Chapter IX.
A PUBLIC MEETING.

“How much did you fall short to-day?” inquired Allen, as he joined in with a group of committee-men going to the meeting.

“Sixty pounds; but we shall make it up before three days are over, depend upon it; and, besides, the masters will yield as soon as Clack is done for, you’ll see. Wentworth is before us, going to the meeting. But what have you been about, Allen, playing truant on pay-day?”

“Preaching fortitude and giving a fillip to the faint-hearted.”

“As Christian a duty as feeding the hungry and easing the poor,” observed a companion. “If Allen is absent from a good deed, you may be sure he is doing a better.”

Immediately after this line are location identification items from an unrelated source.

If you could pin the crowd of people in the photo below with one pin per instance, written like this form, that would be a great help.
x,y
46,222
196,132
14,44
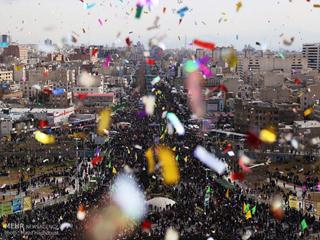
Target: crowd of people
x,y
222,218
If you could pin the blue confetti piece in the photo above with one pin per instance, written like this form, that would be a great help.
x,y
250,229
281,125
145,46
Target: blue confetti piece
x,y
182,11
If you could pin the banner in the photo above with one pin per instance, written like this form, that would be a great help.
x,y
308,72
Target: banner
x,y
17,205
5,209
27,204
293,202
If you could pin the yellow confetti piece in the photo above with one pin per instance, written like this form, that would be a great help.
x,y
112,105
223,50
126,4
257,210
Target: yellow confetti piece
x,y
170,171
307,112
232,60
104,121
150,160
44,138
268,135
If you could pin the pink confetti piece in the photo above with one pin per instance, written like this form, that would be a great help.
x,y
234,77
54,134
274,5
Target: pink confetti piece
x,y
107,61
100,22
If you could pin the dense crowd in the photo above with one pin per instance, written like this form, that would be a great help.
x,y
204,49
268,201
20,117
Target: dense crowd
x,y
222,218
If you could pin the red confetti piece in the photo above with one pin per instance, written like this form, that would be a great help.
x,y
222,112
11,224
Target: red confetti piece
x,y
47,91
203,44
297,81
237,176
150,61
228,148
96,160
253,140
128,41
43,123
146,225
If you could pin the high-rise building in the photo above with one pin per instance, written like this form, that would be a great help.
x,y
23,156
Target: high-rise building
x,y
17,51
312,53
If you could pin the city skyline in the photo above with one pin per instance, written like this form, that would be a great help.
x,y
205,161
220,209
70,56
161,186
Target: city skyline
x,y
33,21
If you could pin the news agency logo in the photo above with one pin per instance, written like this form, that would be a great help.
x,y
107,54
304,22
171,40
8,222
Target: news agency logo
x,y
13,226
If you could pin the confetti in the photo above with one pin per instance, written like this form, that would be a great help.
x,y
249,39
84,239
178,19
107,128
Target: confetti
x,y
277,208
149,103
128,42
182,11
288,42
171,234
155,80
209,160
191,66
100,22
268,135
243,162
65,225
176,123
43,123
104,121
139,11
89,6
44,138
58,91
307,112
4,44
235,176
127,195
207,45
87,80
169,165
238,6
81,213
297,81
106,64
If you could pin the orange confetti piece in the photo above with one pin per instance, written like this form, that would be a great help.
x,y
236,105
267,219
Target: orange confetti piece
x,y
104,121
150,160
268,135
170,171
307,112
44,138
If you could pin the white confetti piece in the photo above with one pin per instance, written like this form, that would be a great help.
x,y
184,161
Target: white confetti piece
x,y
174,120
209,159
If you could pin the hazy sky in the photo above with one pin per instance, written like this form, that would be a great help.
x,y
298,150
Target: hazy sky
x,y
32,21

There was no part of Allen’s duty that he disliked more than opening the weekly meetings. The applause discomposed him. He could not, like Clack, make a deprecating flourish of the hands, or shake his head modestly, or look round with a proud smile. He was very apt to fidget, and swing his hat, and make a short, ungraceful bow. As soon as he found this out, he adopted one posture, from which he determined not to move till the thing was over. He folded his arms and dropped his head upon his breast, and so stood as if facing a gust of wind, till the clapping had sunk into silence.—This day, the clapping on his appearance was twice as long and twice as vehement as usual, Clack’s former popularity being transferred to himself. Mr. Wentworth appeared in time to share his honours, and to relieve him from applause, which seemed as if it would never end. Clack would fain have appropriated both series of cheers; but he could not manage it. As soon as he began to bow and look flattered, there arose cries of “Off, off!” which strengthened into groans when he attempted to brave them. With a nervous sneer, the orator observed to those within hearing that his time would soon come, when he would carry off more cheers than any of them.

“Better put yourself under Allen’s wing, if you want to be clapped,” observed Mr. Wentworth. “I conclude it was because I stood next to him that they cheered me to-day, instead of groaning, as they did a week ago. We must submit to be beholden to Allen—hey, Clack?”

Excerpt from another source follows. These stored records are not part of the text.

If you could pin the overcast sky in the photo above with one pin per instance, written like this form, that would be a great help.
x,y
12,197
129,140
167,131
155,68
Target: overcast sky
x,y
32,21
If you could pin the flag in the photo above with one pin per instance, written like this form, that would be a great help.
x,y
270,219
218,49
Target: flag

With a look of ineffable contempt, the orator withdrew as far as he could from Allen, without going out of sight, while Mr. Wentworth sat down to take a pinch of snuff on the edge of the waggon in which the speakers were stationed.

The object of the meeting was to obtain the opinions of the people on certain questions to be proposed; and, in order to put Clack out of the pain of suspense, his affair was the first brought on. Allen expressed himself in the most moderate terms he could devise, saying that it sometimes happened that the usefulness of an individual was not in proportion to his zeal in the cause he had espoused, or to his desire to fulfil its duties, especially where the likings of two opposite parties had to be consulted; that it so happened, in the present case, that the individual in question did not possess the confidence of the masters, and that his remaining a member of the Committee might therefore prove an obstacle in the way of an amicable agreement. It was for the meeting to declare whether they were willing to take the chance of an accommodation by naming some substitute for Clack, who might be equally energetic in their service, and more agreeable to their employers. After a pause, and with evident effort, he added, that if the conduct of the person in question had been, in all respects, such as the Union could approve, it would have gone hard with the committee before they would have sanctioned his removal from office; but, as it seemed too evident that the cause had received injury by his means in ways which he might be spared the pain of pointing out, they might consider themselves relieved from the perplexity of reconciling consideration for the individual with a regard to the interests of the body.